Exotic Birds Of Prey
Shabazz Palaces
Lorsque Shabazz Palaces a émergé du vide intergalactique en 2009, le groupe visait un anonymat actif et activiste. Échapper aux contrôles, échapper aux règles en place dans un rap en proie à une certaine uniformisation, c’était tout un programme d’esquive pour un collectif dont les frontières échappaient à la compréhension. Et si cette dernière affirmation est encore vraie aujourd’hui, le projet est un peu redescendu de ses hauteurs, perdant sa notoriété et probablement son écho. Dommage ou...tant mieux ? Avec ce dernier disque, Exotic Birds Of Prey, on a peut-être pour la première fois un Shabazz Palaces au fond d’un sceau choisi, dans une obscurité qui lui va extrêmement bien, parfaitement enroulé dans le velours d’un grand manteau arborant fièrement l’étiquette « musique de niche ».

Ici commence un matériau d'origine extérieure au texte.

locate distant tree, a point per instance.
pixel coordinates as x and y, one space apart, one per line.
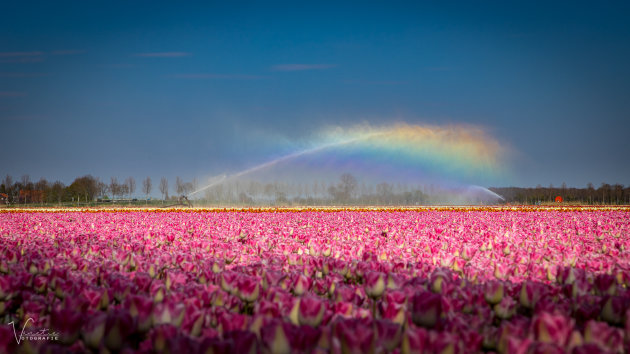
25 180
146 186
179 186
347 186
84 188
130 182
57 193
103 189
164 188
114 187
590 191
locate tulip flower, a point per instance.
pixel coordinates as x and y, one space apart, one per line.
311 311
274 338
248 289
493 292
374 284
168 312
552 328
605 337
141 309
426 309
118 328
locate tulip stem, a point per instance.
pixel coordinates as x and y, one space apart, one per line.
373 308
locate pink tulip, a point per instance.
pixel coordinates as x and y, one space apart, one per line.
6 287
229 281
248 289
311 311
141 309
426 309
607 338
301 284
274 338
414 340
118 328
67 322
374 284
168 312
493 292
614 309
552 328
506 308
354 336
388 334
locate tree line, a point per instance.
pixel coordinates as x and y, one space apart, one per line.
346 191
604 194
85 188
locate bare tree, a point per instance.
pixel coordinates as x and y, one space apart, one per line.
114 187
25 180
146 186
130 182
347 186
179 186
164 188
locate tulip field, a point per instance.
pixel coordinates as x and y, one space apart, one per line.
441 280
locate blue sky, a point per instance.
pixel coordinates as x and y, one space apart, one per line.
158 89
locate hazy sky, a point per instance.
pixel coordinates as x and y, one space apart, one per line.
134 88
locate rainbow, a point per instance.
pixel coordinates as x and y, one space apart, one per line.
417 154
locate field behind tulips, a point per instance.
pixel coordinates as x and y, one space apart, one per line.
442 280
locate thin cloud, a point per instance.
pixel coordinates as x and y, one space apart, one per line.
67 52
23 74
20 54
24 118
217 76
12 94
375 82
441 68
22 60
301 67
163 54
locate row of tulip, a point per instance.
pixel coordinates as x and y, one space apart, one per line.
348 281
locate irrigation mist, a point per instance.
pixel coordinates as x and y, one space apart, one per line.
400 164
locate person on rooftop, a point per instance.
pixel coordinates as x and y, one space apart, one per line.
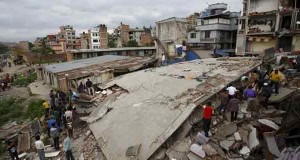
207 114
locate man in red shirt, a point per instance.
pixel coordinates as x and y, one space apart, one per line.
207 113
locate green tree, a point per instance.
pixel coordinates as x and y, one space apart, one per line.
3 49
132 43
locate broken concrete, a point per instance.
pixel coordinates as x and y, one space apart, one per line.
237 136
172 154
226 144
198 150
209 150
271 143
201 139
226 130
269 123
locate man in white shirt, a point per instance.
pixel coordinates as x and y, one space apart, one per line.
40 147
231 91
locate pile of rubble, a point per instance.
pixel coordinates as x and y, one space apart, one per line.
252 136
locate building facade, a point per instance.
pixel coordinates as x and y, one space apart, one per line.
216 28
269 24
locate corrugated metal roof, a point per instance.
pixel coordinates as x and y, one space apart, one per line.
111 49
66 66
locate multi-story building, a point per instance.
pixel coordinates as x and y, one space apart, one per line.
69 35
38 43
216 28
94 39
24 45
269 24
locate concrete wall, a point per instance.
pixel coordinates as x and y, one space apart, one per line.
261 46
263 5
296 43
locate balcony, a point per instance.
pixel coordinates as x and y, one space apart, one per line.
212 27
215 40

C’était déjà le cas pour le très explicite Robed In Rareness l’an passé, mais on atteint des sommets dans ce qu’on dire simplement de cette manière : Shabazz Palaces est un collectif composé d’un seul type, le bien connu Ishmael Butler (et ce depuis le départ de Tendai Maraire en 2020), et le dernier album est exclusivement composé de featurings, dont on ne sait pas si ce sont de vraies personnes ou des alias de Butler, tellement les invité·es sont inconnu·es au bataillon. Clairement, Purple Tape Nate, crédité sur le morceau d’ouverture, n’est pas un artiste exerçant en-dehors de la tête de Butler, pas plus que Cobra Coil. Mais si OCNotes a l’air d’être un vrai artiste malgré ses 190 auditeurs·rices par mois, ce n’est pas le cas de Lavarr The Starr, qui est un personnage inventé par Ishmael Butler il y a plusieurs années déjà, mais qui a sa propre discographie et une page Bandcamp dédiée. Autrement dit, se renseigner un peu sérieusement sur Shabazz Palaces, c’est rentrer dans la zinzinade la plus totale et une version vaporwave des alias de Fernando Pessoa à l’aire de l’intelligence artificielle.
Et c’est un sentiment assez délicieux. Comme chez Pessoa, la rupture entre la réalité et la fiction n’est pas un brouilleur de vérité mais une flèche plantée au cœur des systèmes d’imageries numériques. Qui prend tout son sens quand, en cherchant les paroles des morceaux, genius.com me demande si je suis un véritable humain – j’ai failli répondre non. Cette volonté d’investir esthétiquement et politiquement la fiction dans le hip-hop, c’est le grand projet afro-futuriste de Shabazz Palaces depuis les débuts, et qui est complètement en roue libre aujourd’hui.
Musicalement, cela se traduit dans Exotic Birds Of Prey par une atmosphère afro-funk très abstraite, dissonante, ne laissant jamais aux auditeurs·rices la chance de saisir une vraie clarté vocale, et s’inscrivant dans une tradition assez facilement identifiable. Si le featuring avec Japreme Magnetic, « Myths Of The Occult » sent bon le trip-hop baigné au free jazz et aux accents de Company Flow, le dernier – et excellent – morceau du disque, « Take Me To Your Leader », est un hommage évident aux relations que Shabazz Palaces entretient depuis toujours avec Drexciya, Model 500, et toute l’équipe made in Detroit.
Certes, le disque est court, tous les morceaux ne tapent pas où il faut, mais il est temps d’arrêter de vouloir que Shabazz Palaces sorte un grand disque révolutionnaire qui ferait date dans le hip-hop – comme on a pu le croire au moment de la double sortie en 2017. Ishmael Butler et ses potes, existant ou non, sont bien mieux à leur place dans un rôle d’outsider cryptique, sombre, et dont on a envie de faire passer les disques sous le manteau alors même qu’ils ne sont pas interdits.